CHAPTER II. LONDON'S UNDERWORLD
London's great underworld to many may be an undiscovered country. To me it is almost as familiar as my own fireside; twenty-five years of my life have been spent amongst its inhabitants, and their lives and circumstances have been my deep concern.
Sad and weary many of those years have been, but always full of absorbing interest. Yet I have found much that gave me pleasure, and it is no exaggeration when I say that some of my happiest hours have been spent among the poorest inhabitants of the great underworld.
But whether happy or sorrowful, I was always interested, for the strange contrasts and the ever-varying characteristics and lives of the inhabitants always compelled attention, interest and thought. There is much in this underworld to terrorise, but there is also much to inspire.
Horrible speech and strange tongues are heard in it, accents of sorrow and bursts of angry sound prevail in it.
Drunkenness, debauchery, crime and ignorance are never absent; and in it men and women grown old in sin and crime spend their last evil days. The whining voice of the professional mendicant is ever heard in its streets, for its poverty-stricken inhabitants readily respond to every appeal for help.

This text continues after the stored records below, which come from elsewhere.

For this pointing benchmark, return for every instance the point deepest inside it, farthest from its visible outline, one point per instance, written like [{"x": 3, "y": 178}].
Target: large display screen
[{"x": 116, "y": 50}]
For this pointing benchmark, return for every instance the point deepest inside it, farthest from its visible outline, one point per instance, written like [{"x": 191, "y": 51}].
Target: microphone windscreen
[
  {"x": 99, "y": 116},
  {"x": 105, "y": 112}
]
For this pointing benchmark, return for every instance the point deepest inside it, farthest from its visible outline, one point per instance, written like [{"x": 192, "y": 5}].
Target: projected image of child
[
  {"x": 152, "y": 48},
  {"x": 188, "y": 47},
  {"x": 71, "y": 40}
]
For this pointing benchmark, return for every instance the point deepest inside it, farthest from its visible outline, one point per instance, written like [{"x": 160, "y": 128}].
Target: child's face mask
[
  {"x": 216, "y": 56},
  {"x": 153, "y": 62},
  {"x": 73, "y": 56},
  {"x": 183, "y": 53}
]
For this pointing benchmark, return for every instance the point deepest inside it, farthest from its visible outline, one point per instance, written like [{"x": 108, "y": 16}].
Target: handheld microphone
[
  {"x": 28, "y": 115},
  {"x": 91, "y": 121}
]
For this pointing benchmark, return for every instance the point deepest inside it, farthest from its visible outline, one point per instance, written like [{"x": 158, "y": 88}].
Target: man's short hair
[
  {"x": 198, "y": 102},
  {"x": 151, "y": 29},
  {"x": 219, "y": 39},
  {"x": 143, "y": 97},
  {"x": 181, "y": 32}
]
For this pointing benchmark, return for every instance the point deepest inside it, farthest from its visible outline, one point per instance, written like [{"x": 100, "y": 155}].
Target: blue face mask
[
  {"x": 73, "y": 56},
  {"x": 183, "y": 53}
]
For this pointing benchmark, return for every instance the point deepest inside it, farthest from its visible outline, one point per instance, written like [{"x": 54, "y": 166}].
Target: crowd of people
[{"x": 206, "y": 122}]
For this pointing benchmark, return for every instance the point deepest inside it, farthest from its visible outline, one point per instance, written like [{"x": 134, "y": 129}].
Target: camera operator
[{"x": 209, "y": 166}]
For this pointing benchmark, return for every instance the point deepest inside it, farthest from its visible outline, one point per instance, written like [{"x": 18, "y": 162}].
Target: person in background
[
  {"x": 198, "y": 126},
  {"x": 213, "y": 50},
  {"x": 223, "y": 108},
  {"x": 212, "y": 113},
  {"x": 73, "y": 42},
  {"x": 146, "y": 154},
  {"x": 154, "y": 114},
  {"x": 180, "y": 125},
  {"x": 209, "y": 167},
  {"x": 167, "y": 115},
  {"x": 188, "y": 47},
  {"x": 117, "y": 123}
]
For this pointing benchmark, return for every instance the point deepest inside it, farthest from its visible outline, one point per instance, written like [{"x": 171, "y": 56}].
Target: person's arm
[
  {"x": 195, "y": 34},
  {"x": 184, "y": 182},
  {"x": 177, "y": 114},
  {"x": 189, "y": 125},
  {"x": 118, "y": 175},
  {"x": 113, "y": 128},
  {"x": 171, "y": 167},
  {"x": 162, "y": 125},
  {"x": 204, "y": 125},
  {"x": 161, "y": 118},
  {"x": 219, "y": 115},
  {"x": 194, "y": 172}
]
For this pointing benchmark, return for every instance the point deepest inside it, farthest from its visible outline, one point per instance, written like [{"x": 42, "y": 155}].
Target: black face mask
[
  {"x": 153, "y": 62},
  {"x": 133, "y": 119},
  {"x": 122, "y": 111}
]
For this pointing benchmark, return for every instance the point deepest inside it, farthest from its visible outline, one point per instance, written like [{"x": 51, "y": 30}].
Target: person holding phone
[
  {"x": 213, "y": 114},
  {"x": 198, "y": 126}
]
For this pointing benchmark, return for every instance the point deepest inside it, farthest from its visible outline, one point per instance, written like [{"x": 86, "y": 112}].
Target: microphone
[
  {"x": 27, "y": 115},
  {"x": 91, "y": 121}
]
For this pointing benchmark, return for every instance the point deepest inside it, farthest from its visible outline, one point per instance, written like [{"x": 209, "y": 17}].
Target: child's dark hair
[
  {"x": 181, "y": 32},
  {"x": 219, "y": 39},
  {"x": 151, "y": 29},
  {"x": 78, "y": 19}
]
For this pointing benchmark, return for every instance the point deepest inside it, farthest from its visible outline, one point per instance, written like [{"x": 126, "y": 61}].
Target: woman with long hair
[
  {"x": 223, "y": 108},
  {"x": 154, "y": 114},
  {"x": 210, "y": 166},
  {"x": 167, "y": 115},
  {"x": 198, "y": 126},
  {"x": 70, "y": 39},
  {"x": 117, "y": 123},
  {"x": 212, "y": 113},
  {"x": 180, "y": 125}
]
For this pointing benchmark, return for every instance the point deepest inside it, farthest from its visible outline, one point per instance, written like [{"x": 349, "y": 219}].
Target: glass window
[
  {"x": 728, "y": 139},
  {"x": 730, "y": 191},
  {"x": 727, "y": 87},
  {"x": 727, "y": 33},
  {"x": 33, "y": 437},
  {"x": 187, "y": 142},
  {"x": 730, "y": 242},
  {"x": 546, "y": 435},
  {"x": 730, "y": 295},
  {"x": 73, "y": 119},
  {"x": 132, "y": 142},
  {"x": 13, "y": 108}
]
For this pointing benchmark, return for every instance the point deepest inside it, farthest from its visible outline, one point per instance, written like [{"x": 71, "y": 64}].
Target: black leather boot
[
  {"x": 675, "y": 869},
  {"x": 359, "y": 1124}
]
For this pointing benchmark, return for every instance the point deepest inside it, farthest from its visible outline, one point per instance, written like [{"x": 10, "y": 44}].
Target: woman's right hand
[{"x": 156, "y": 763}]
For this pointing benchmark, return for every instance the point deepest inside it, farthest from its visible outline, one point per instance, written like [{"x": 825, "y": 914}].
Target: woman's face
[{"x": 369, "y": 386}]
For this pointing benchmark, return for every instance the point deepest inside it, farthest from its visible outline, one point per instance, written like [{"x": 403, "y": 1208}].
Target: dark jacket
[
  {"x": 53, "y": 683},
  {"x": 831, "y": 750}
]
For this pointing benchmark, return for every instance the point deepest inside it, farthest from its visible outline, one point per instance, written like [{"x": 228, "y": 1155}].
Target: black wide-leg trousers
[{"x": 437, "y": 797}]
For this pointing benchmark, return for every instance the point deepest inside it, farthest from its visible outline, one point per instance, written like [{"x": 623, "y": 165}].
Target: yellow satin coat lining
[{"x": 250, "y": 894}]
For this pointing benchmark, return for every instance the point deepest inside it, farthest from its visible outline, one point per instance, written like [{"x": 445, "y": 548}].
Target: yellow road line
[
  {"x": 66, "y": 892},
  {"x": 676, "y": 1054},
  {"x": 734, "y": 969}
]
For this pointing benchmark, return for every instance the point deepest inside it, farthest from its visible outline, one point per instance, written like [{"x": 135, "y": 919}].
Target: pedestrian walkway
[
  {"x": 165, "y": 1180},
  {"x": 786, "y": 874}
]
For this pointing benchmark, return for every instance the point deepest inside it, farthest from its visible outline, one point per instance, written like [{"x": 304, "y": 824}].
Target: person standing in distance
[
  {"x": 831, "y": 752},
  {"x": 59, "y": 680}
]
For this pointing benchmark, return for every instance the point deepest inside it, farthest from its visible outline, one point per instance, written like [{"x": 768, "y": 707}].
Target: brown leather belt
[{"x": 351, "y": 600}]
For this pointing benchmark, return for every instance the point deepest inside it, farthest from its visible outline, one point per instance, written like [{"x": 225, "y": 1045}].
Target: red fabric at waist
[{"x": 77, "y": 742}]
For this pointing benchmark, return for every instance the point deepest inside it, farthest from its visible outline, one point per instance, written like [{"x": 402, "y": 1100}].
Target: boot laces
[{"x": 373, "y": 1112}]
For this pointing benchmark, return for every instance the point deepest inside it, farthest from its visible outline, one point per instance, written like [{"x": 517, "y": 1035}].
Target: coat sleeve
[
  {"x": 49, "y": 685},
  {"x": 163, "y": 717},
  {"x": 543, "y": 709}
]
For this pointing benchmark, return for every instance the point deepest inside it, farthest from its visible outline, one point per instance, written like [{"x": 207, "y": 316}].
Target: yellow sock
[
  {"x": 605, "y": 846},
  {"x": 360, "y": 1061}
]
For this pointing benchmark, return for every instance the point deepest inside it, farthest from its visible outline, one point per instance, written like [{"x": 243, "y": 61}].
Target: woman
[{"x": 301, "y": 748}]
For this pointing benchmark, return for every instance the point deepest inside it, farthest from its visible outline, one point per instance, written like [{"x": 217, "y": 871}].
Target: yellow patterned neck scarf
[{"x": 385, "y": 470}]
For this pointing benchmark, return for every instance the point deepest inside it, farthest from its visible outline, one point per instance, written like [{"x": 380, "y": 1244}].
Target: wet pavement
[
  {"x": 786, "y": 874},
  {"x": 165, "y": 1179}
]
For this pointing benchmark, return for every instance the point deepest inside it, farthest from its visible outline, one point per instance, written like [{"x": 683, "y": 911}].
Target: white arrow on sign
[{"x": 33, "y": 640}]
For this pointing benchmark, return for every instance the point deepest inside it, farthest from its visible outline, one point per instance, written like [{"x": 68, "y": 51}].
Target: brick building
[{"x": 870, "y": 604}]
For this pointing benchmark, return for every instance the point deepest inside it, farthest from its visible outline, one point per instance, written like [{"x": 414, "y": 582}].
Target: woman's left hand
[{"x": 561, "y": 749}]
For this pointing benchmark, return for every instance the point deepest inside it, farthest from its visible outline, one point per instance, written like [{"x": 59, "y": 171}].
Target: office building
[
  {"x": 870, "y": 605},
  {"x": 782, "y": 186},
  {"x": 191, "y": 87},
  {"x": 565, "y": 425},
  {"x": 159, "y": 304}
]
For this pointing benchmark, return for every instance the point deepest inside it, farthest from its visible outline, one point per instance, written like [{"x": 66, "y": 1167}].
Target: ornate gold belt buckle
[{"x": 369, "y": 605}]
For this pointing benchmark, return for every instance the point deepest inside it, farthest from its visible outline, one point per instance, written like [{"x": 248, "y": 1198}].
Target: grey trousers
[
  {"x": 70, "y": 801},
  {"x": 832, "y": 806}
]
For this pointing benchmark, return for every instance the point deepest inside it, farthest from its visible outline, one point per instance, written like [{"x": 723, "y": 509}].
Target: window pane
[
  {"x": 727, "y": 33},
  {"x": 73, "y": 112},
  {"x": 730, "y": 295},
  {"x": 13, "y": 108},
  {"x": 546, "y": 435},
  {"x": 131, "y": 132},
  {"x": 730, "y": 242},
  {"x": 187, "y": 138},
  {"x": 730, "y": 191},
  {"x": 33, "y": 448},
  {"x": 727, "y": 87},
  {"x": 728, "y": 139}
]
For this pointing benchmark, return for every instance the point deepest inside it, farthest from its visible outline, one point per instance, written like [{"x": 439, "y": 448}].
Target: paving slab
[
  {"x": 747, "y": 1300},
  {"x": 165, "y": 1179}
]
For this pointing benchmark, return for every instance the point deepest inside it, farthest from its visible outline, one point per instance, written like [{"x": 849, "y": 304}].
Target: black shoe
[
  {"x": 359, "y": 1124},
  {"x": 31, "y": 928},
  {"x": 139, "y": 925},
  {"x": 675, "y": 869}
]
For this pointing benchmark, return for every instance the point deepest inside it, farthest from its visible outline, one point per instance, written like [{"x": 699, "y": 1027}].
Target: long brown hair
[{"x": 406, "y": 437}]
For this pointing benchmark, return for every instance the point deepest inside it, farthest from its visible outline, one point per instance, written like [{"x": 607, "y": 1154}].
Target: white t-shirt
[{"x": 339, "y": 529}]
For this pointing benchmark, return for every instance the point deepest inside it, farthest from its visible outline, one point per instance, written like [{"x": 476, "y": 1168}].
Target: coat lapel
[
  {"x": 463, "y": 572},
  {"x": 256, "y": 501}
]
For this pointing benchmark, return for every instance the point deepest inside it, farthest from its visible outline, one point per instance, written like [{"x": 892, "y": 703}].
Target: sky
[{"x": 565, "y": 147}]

So it is full of contrasts; for everlasting toil goes on, and the hum of industry ever resounds. Magnificent self-reliance is continually exhibited, and self-denial of no mean order is the rule.
The prattle of little children and the voice of maternal love make sweet music in its doleful streets, and glorious devotion dignifies and illumines the poorest homes.
But out of the purlieus of this netherworld strange beings issue when the shades of evening fall.